- Official logo
- Genre: Comedy; news satire;
- Written by: Tom Glasson; Nich Richardson; Mark Humphries; Kara Jensen-Mackinnon; Sean Maguire; Clarke Richards; Evan Williams; Alex Lee; Jazz Twemlow; Seaton Kay-Smith; Melina Wicks; David Ferrier;
- Directed by: Nich Richardson
- Starring: Tom Glasson; Nich Richardson; Mark Humphries; Clarke Richards; Alex Lee; Jazz Twemlow;
- Country of origin: Australia

Production
- Executive producers: Charles Firth; Andy Neil; Nich Richardson; Sophia Zachariou;
- Production company: Hollow Bear Productions

= The Roast =

Television series

The Roast was a flagship Australian satirical news show that screened on the Australian Broadcasting Corporation (ABC) television channel ABC2. The daily ten-minute show was hosted by Tom Glasson and featured Mark Humphries, Clarke Richards, Alex Lee, Jazz Twemlow and Nich Richardson.

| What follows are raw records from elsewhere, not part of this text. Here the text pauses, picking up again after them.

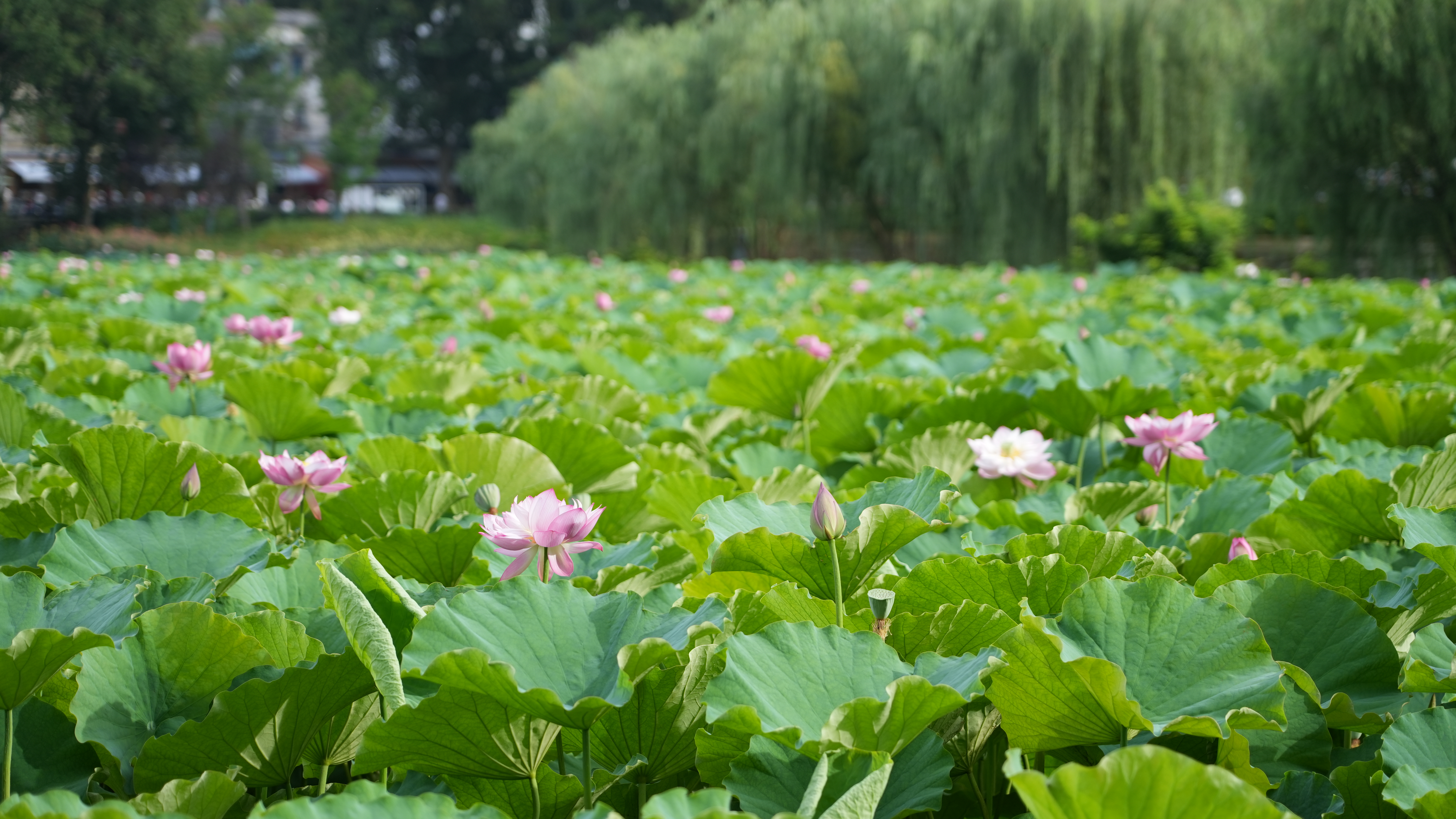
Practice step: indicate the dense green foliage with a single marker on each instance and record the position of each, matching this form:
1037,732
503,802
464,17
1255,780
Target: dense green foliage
1053,649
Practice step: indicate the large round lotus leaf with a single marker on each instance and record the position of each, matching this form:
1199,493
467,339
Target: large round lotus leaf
1043,581
1145,782
552,651
829,667
1187,660
1328,636
175,548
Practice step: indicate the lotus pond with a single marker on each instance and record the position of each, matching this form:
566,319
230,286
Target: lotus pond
769,539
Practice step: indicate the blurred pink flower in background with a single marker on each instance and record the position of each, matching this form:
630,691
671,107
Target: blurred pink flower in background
304,478
1164,437
1013,453
814,347
187,363
542,526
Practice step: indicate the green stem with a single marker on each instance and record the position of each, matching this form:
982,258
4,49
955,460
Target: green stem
586,764
839,590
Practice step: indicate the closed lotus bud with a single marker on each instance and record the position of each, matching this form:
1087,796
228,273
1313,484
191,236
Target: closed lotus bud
826,520
488,498
191,485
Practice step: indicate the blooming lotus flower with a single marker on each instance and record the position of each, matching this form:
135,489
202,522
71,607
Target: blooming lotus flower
271,332
304,479
1013,453
190,363
545,527
1161,437
814,347
343,316
1241,548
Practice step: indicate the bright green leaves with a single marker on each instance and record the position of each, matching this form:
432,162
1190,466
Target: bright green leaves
181,657
1043,581
159,542
263,728
1146,655
882,532
126,473
528,646
1145,782
279,408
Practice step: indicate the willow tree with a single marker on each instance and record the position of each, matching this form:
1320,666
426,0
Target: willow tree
1355,131
951,129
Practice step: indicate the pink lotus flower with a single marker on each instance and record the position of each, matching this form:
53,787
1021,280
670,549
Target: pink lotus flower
304,479
1013,453
545,527
271,332
1241,548
814,347
190,363
1164,437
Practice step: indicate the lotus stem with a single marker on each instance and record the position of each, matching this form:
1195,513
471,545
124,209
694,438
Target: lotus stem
839,590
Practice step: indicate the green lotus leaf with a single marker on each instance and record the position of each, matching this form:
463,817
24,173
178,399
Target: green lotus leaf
373,507
1430,662
1328,636
461,734
1425,795
36,651
439,556
1146,782
493,644
870,724
161,542
181,658
679,497
1347,501
279,408
746,513
1100,553
560,795
261,727
126,473
378,617
397,453
209,796
1113,501
370,801
774,382
584,453
513,465
927,495
1230,504
662,721
834,668
882,532
1433,484
953,630
1346,574
1045,582
288,642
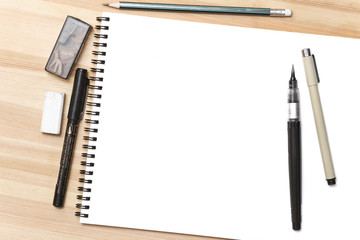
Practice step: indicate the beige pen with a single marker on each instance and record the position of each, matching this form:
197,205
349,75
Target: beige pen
312,78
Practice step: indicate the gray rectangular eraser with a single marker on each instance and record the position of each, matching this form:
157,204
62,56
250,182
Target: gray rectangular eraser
52,112
68,47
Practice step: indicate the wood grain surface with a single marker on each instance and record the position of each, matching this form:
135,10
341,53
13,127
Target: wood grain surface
29,159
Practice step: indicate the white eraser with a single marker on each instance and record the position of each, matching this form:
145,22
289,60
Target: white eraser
52,112
288,13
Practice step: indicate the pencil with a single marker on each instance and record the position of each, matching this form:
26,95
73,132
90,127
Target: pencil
202,9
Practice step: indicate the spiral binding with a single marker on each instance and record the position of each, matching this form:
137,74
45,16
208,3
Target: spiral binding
92,131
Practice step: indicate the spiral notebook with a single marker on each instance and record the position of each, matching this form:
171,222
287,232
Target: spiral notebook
188,130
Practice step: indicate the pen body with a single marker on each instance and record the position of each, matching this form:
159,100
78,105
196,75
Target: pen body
312,81
75,114
65,163
294,152
294,149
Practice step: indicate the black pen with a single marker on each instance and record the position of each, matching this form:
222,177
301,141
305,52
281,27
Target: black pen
77,104
294,149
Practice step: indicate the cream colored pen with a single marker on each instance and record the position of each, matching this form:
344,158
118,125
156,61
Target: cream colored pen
312,78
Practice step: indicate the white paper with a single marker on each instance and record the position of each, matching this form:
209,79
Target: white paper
193,131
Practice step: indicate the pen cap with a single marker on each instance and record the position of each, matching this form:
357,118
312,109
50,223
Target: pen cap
78,96
312,76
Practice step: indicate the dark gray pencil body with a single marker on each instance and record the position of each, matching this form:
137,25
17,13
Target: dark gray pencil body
199,8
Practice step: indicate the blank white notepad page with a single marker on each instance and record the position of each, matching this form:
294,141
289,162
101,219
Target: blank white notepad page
192,133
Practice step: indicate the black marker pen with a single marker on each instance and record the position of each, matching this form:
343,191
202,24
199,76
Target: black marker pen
76,110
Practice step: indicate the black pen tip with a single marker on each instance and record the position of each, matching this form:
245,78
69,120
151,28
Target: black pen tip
331,181
296,226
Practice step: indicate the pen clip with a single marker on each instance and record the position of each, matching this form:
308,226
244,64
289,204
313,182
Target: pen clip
316,71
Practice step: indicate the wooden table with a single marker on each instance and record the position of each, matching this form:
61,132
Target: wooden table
29,159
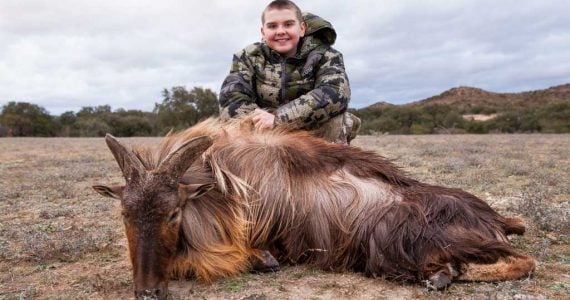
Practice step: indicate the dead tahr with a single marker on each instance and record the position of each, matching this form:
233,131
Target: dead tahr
217,200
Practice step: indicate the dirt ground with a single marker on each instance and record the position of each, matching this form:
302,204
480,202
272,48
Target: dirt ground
61,240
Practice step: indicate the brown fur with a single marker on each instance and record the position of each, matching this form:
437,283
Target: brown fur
331,206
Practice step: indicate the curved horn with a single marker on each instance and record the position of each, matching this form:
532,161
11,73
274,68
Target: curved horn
130,165
179,160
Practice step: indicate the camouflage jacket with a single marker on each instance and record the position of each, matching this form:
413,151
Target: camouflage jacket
305,90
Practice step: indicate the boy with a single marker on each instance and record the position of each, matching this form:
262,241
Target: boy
293,77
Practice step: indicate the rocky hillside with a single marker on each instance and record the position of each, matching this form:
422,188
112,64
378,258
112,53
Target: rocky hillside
473,110
475,100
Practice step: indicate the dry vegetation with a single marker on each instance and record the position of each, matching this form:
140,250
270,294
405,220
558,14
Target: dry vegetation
61,240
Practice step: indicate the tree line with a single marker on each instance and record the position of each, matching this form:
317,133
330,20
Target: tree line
180,108
552,117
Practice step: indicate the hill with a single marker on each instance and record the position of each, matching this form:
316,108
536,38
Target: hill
467,99
473,110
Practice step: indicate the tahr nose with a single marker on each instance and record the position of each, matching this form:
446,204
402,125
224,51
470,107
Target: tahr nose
157,293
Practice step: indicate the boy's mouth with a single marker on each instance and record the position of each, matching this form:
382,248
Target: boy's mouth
281,40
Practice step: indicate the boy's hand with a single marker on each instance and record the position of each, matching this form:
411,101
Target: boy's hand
262,119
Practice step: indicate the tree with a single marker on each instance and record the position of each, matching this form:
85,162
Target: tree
181,108
26,119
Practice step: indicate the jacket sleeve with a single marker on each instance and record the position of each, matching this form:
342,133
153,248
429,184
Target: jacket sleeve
237,95
328,99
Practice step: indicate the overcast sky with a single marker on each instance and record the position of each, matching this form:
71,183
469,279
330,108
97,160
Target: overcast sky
66,54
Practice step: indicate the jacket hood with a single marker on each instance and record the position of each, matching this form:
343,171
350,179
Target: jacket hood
319,28
319,36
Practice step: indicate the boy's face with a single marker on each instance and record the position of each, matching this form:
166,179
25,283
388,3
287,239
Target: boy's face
282,31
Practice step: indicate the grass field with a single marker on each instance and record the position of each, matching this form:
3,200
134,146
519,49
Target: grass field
61,240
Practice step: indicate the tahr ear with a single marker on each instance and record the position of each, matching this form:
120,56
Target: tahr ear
115,191
193,191
130,165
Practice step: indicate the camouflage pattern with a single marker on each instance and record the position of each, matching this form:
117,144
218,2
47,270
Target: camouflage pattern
304,91
340,129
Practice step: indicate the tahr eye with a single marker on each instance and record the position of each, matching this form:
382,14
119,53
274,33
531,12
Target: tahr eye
124,216
174,216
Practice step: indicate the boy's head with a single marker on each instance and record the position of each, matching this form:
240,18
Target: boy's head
282,26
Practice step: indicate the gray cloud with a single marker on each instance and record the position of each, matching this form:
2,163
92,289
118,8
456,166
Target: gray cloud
68,54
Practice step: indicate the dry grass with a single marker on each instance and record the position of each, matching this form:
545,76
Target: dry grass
60,240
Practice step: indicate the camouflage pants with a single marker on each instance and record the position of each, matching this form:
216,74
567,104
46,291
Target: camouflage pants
340,130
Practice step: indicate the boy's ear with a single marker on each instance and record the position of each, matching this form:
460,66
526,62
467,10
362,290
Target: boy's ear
115,191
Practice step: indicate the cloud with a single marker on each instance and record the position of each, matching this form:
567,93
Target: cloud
68,54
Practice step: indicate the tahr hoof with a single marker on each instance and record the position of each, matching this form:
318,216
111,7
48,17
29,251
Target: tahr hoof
266,263
438,281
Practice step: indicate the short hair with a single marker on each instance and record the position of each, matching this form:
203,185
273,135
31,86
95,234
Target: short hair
283,4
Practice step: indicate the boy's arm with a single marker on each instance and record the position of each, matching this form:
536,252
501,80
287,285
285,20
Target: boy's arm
328,99
237,95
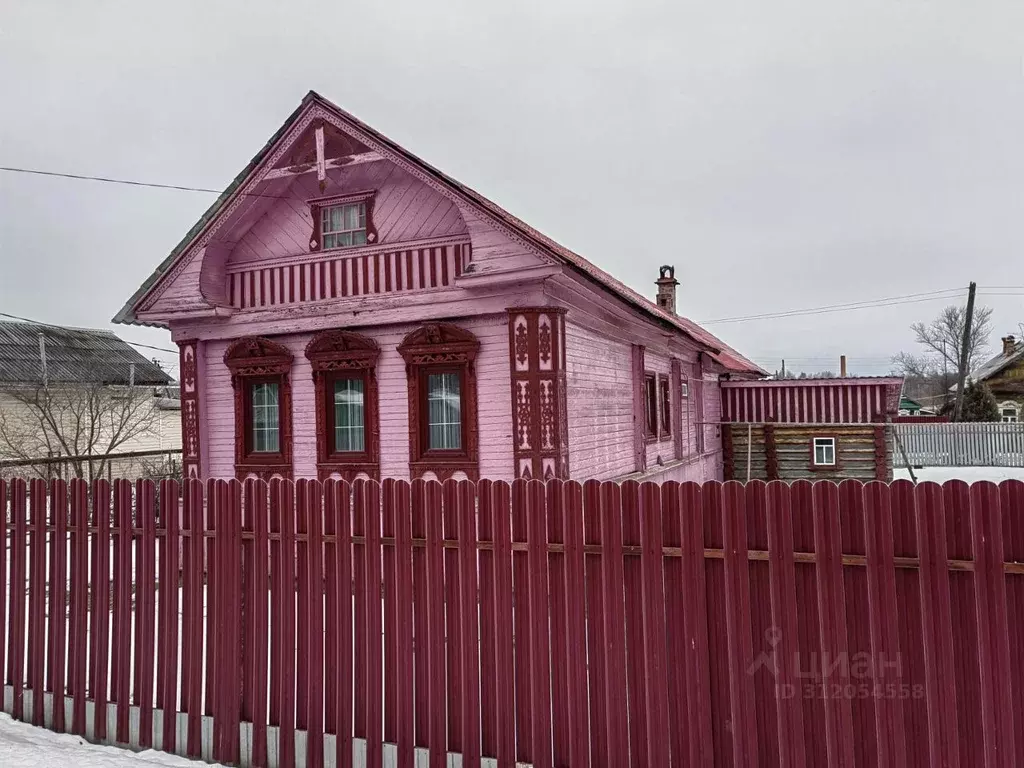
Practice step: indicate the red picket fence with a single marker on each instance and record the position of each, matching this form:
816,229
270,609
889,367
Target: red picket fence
557,624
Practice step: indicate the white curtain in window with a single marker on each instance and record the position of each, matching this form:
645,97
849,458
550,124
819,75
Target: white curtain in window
444,412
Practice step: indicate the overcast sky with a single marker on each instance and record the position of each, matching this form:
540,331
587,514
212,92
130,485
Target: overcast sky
781,155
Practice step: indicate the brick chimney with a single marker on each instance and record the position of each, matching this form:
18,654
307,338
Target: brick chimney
667,288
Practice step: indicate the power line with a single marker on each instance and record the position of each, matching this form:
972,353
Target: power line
129,182
65,328
912,298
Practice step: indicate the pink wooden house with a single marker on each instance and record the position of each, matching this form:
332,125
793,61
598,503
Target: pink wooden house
345,309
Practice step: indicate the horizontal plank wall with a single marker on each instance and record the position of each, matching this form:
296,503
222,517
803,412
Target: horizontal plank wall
782,452
494,411
420,624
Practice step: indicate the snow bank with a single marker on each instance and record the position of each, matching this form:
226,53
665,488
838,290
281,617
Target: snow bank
24,745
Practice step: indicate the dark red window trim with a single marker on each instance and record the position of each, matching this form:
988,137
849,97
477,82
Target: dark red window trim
334,355
665,402
441,347
317,204
252,360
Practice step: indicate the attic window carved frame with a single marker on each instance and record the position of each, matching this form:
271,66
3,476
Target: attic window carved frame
258,368
441,349
320,209
344,356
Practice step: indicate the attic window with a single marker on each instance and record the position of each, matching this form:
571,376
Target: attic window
344,226
342,221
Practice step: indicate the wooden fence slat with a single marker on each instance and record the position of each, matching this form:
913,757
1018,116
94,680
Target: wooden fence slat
400,500
614,626
993,631
429,495
388,560
832,616
338,514
655,653
283,617
521,626
453,615
121,637
633,585
737,607
885,633
940,684
57,611
371,505
167,650
37,596
694,705
540,660
194,612
594,601
314,662
421,614
465,497
782,584
505,662
488,669
256,622
145,599
576,626
556,607
78,642
100,603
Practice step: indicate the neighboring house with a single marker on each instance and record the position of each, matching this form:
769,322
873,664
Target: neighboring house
67,391
815,429
345,309
1005,376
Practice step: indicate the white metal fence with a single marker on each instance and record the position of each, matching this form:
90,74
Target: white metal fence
964,444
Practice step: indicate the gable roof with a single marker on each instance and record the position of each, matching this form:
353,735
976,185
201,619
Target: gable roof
998,363
727,356
74,355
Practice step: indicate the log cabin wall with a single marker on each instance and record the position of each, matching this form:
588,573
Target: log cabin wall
783,452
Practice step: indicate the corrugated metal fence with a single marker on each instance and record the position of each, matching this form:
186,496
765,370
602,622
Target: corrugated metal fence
961,444
555,625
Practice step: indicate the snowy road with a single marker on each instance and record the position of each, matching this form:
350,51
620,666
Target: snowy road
26,747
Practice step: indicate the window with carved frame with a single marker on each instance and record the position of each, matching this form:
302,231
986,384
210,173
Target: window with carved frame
442,430
342,221
260,378
344,368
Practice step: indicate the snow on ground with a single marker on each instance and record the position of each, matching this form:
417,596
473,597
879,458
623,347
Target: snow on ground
24,745
968,474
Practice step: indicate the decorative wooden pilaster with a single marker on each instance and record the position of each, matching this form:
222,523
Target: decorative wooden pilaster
540,414
639,417
771,454
190,448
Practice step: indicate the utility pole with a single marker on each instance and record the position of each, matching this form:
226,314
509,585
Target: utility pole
965,346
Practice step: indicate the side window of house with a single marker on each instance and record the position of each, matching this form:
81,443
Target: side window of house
665,394
650,406
823,451
344,367
442,430
260,377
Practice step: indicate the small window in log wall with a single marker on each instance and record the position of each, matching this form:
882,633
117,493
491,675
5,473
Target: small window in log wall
824,452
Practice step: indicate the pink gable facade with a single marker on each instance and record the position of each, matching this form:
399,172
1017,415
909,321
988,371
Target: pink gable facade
548,356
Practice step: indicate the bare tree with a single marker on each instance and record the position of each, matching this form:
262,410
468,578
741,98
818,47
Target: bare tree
75,421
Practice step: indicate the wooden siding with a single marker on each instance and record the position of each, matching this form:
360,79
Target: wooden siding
494,409
855,452
404,210
340,274
600,404
813,401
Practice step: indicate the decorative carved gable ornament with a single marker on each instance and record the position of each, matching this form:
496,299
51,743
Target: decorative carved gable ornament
438,343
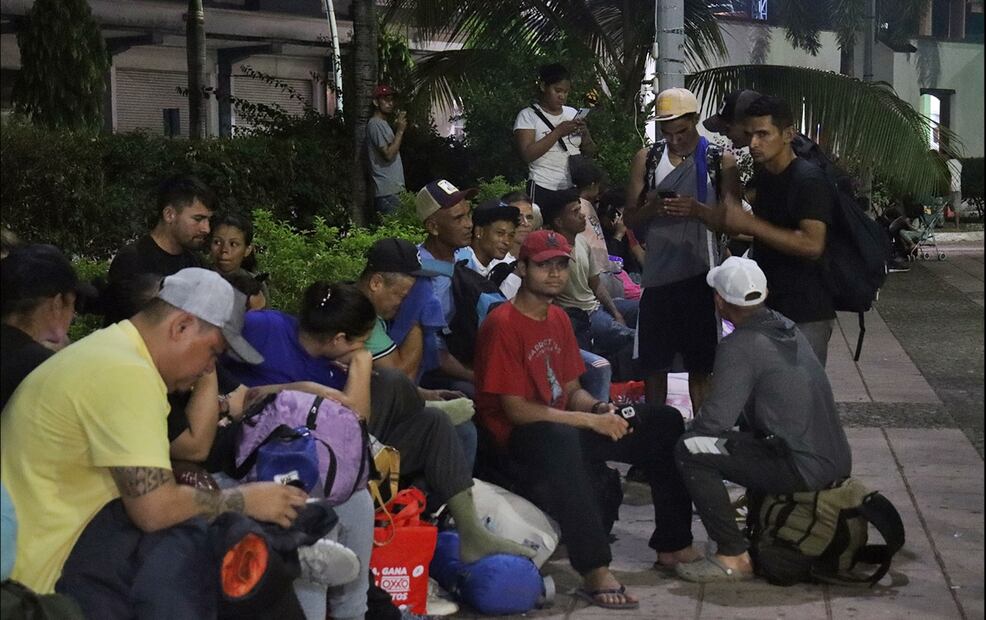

The Roast began life online as a one-minute, news headlines show in 2011. It expanded to a two-minute series in 2012 which also screened on ABC2. From 8 April 2013, it began screening on ABC2 in a regular timeslot at 7.30pm weeknights as a 10-minute program. It was then renewed for another season in 2014, again as a 10-minute daily show, with the addition of ABC News 24 presenter Alex Lee, replacing Rachel Corbett.

On 4 November 2014, David Knox of TV Tonight reported that The Roast had been axed and would not return in 2015.

On 29 December 2014, the Australian online wing of the British national daily newspaper, The Guardian presented an exclusive end of year wrap-up episode of The Roast hosted by Mark Humphries. The collaboration with the publication was extended with the announcement on 18 March 2015 of a limited run return of the series.

== The PodRoast ==
On 14 April 2013 the producers and writers of the show began a podcast show called The PodRoast. The podcast provided additional commentary and behind the scenes details about the show. The show also has a regular segment called "Who is your least favourite person this week?" where the cast and crew said which member of the show is their least favourite person, usually this is because of their working style or because of an issue they caused during production.